I am not equipped to offer any protocols, precautions, or informed direction, but fortunately there are many capable health care and public health officials, along with layers of community service persons and leaders, whose skills and training are being deployed to the public welfare. They have put themselves at the ready to offer us all guidance about how best to conduct ourselves during this time.
For my part, I would like to call us to mindfulness about the myriad people who are affected by this pandemic in so many different ways beyond illness. I just had a passing conversation with one of the chaplains at Holy Cross College who is part of the team on that campus who is working diligently to arrange for the return to their homes of the entire student body. This story is being repeated in campuses across the land. It presents a host of challenges for those involved and especially so for those whose lives are centered at their universities and who, for various reasons, may not have a home they cannot, or cannot easily, return to.
Economic disruption is one derivatives of this situation and while the effects of that may impact virtually everyone, they are falling with more impact on some members of our society than others. For most people in our immediate community, for example, having to arrange for child care should schools be canceled, may present as an inconvenience or even a serious disruption, but somehow most people will be able to cope. For many families in our wider communities, however, that sort of challenge can seem insurmountable to the point of immobilizing. For a single parent who might be working two low wage jobs to provide for a family, alternative care for children may not be available, and the option to work from home or suspend work may not be feasible. We are to understand as well that some children receive one or more meals through their schools and this is a primary source of nutrition for them. Furthermore, schools may provide psychological support in meaningful ways.

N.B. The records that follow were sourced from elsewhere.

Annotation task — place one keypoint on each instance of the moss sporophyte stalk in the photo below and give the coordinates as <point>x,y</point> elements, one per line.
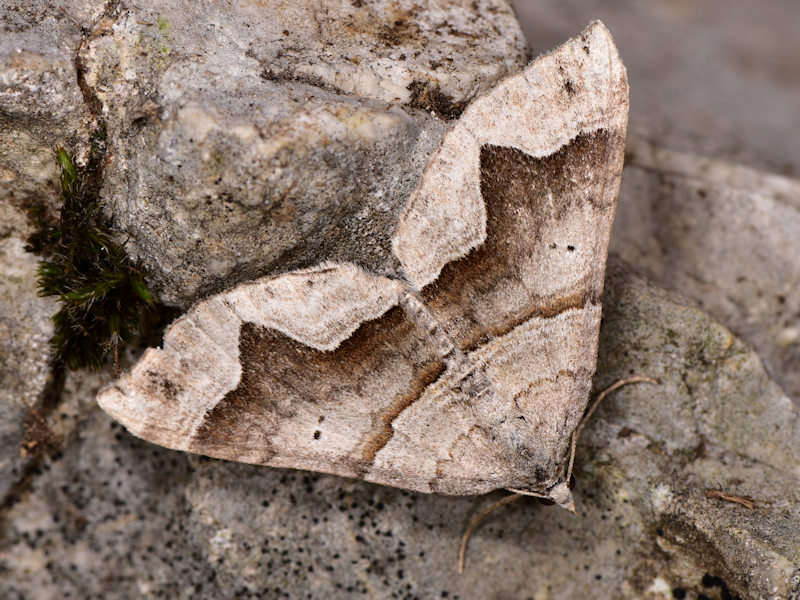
<point>101,291</point>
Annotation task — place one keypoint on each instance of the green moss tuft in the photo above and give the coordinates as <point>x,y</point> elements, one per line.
<point>102,292</point>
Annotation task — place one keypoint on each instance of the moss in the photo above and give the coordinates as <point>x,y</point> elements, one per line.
<point>101,291</point>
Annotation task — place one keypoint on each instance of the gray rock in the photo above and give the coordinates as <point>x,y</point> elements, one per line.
<point>25,372</point>
<point>715,78</point>
<point>118,518</point>
<point>242,150</point>
<point>724,235</point>
<point>41,103</point>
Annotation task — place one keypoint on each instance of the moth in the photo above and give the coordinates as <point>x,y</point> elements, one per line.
<point>468,373</point>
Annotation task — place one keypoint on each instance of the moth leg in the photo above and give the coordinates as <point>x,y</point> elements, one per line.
<point>595,403</point>
<point>519,493</point>
<point>462,551</point>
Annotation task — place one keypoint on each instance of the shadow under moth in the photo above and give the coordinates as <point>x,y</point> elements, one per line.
<point>469,373</point>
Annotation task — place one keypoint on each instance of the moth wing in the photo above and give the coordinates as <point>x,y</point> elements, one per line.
<point>319,369</point>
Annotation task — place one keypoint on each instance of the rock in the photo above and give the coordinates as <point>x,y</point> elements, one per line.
<point>41,103</point>
<point>239,151</point>
<point>164,524</point>
<point>726,236</point>
<point>25,371</point>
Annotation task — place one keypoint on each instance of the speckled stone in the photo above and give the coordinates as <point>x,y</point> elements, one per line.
<point>115,517</point>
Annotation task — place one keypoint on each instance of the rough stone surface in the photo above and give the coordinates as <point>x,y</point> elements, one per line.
<point>725,235</point>
<point>247,141</point>
<point>711,77</point>
<point>114,517</point>
<point>25,329</point>
<point>118,518</point>
<point>41,104</point>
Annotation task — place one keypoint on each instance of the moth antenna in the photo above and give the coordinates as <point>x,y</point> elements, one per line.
<point>595,403</point>
<point>477,520</point>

For the self-employed, the entrepreneur, the freelancer, the contract worker, and others who may not be connected with a business or institution which can provide benefits to supplement or replace lost income, there are no ready alternatives to replace lost income. For the myriad persons who live paycheck to paycheck with no balances in a bank account, or families or third parties to lend aid, any situation that disrupts income can quickly become bleak. For the many thousands and thousands of people in our society who plan on paying mortgages or rent from this week’s wages, this crisis takes on an added layer of grimness.

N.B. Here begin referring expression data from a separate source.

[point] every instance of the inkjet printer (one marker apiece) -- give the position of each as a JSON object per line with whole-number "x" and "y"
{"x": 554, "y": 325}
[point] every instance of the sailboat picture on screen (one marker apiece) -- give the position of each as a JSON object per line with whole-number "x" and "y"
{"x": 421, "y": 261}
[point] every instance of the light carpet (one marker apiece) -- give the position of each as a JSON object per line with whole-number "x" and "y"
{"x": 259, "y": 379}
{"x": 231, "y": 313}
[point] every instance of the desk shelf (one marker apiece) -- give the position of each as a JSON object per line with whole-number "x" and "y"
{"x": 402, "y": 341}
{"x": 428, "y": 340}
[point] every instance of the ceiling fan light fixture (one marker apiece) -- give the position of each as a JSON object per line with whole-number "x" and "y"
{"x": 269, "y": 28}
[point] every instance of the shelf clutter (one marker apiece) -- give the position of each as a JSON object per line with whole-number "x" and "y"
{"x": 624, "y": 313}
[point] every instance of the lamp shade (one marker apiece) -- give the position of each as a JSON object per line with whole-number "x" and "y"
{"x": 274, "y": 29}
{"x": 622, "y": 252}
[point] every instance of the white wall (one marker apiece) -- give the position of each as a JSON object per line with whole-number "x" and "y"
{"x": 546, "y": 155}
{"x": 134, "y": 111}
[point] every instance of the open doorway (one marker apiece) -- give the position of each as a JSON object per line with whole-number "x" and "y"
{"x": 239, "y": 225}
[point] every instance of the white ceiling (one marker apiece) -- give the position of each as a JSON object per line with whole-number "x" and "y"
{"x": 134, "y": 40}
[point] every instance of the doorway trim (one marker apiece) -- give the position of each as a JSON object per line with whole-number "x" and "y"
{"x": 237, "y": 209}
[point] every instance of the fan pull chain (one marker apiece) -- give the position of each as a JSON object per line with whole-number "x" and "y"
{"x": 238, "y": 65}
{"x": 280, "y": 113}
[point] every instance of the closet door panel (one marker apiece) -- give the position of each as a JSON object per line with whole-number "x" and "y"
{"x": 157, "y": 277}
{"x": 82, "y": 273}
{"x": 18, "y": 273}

My point in stating the above, which is all painfully obvious but easy to overlook, is simply to remind us that we are connected to a much wider web of humanity than simply those groups or bodies or structures we may typically engage on a daily basis. There are countless numbers of people, many, or maybe most, of whom are part of this network, this interconnected hive, which constitutes the social order to which we all belong. This is an especially critical time I believe to be mindful of these many, many, others and to understand that they may presently and in immediate time to come, be in dire need that extends far beyond health concerns. If those people are particularly wounded by this crisis, then their wounds go to the whole body, which is all of us.
Given this, we should in my estimation, not just support but encourage our governmental and social service structures to provide as much emergency, even extraordinary, aid, support, relief, and sustenance as we can to those persons and families who have been laid low, perhaps twice laid low if they have been visited with illness, by the circumstances of this pandemic. It is a time to dispense with notions of “hand-outs,” or “free,” or “undeserving,” or “welfare.” The pain of the current circumstances around Covid-19 will be felt particularly intensely by some members of our society who through no doing of their own save that they are less advantaged than others of us, and it is for the whole to lend strength and life giving support to those members who are in extreme distress.